В ответ на что Старик указывал, что это его беседы, что эти люди звонили ему, и что никакого нарушения гражданских прав не было, поскольку эти люди прекрасно знали о том, что их записывают, так как он их об этом предупредил. А в том, что касается прав человека, то Ма Белл сама есть говеная капиталистическая монополия и может все свои угрозы вместе с оборудованием запихать в свою капиталистическую задницу.
Но эти угрозы все-таки удерживали Старика от того, чтобы предлагать свое изобретение, которое он называл «телефонным мажордомом», на продажу. Дьюан же был счастлив уже тем, что им еще не отключили телефон.

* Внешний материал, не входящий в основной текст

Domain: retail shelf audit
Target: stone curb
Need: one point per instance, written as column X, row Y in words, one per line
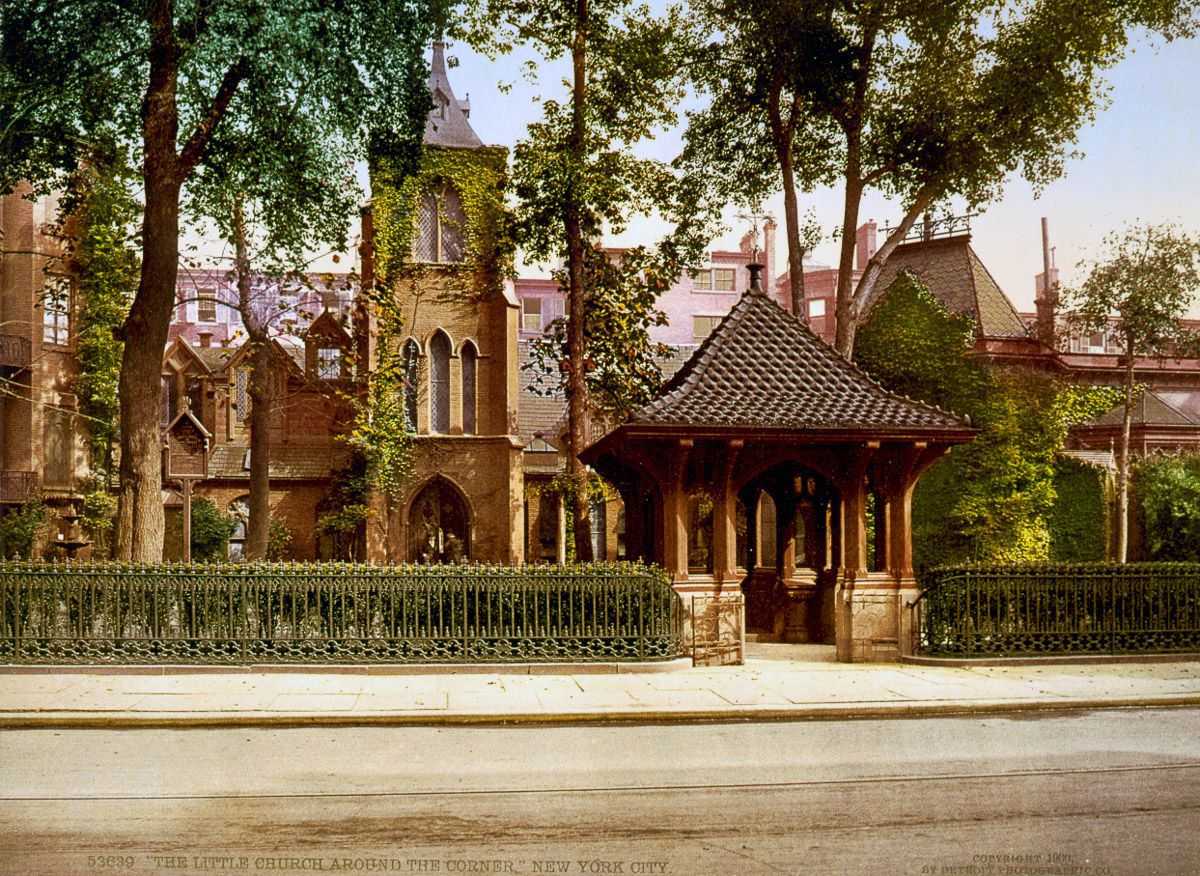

К тому же за последние месяцы он сам немного усовершенствовал изобретение Старика, и теперь запись сообщения сопровождалась миганием сигнальных лампочек. Он хотел добиться того, чтобы при записи на пленку разных голосов мигали лампочки разных цветов – например, зеленый когда звонил дядя Арт, синий – для Дейла и остальных ребят, прерывистый красный – для телефонной компании, но пока что эта проблема с трудом поддавалась решению… Дьюан встроил тоновый генератор, чтобы идентифицировать голоса абонентов на основании прежних записей, затем сконструировал простую схему для петли обратной связи к батарейкам соответствующих лампочек… Но все эти детали были слишком дорогими и он ограничился тем, что установил одну лампочку для всех абонентов.
Сейчас она не горела. Значит никаких сообщений не было. Да они и бывали очень редко.
Дьюан подошел к входной двери и выглянул наружу. Свет, горевший около амбара, освещал поворот подъездной аллеи и часть дома, но оставшиеся в тени поля казались от этого еще темнее. Цикады и древесные лягушки вопили сегодня во всю мочь.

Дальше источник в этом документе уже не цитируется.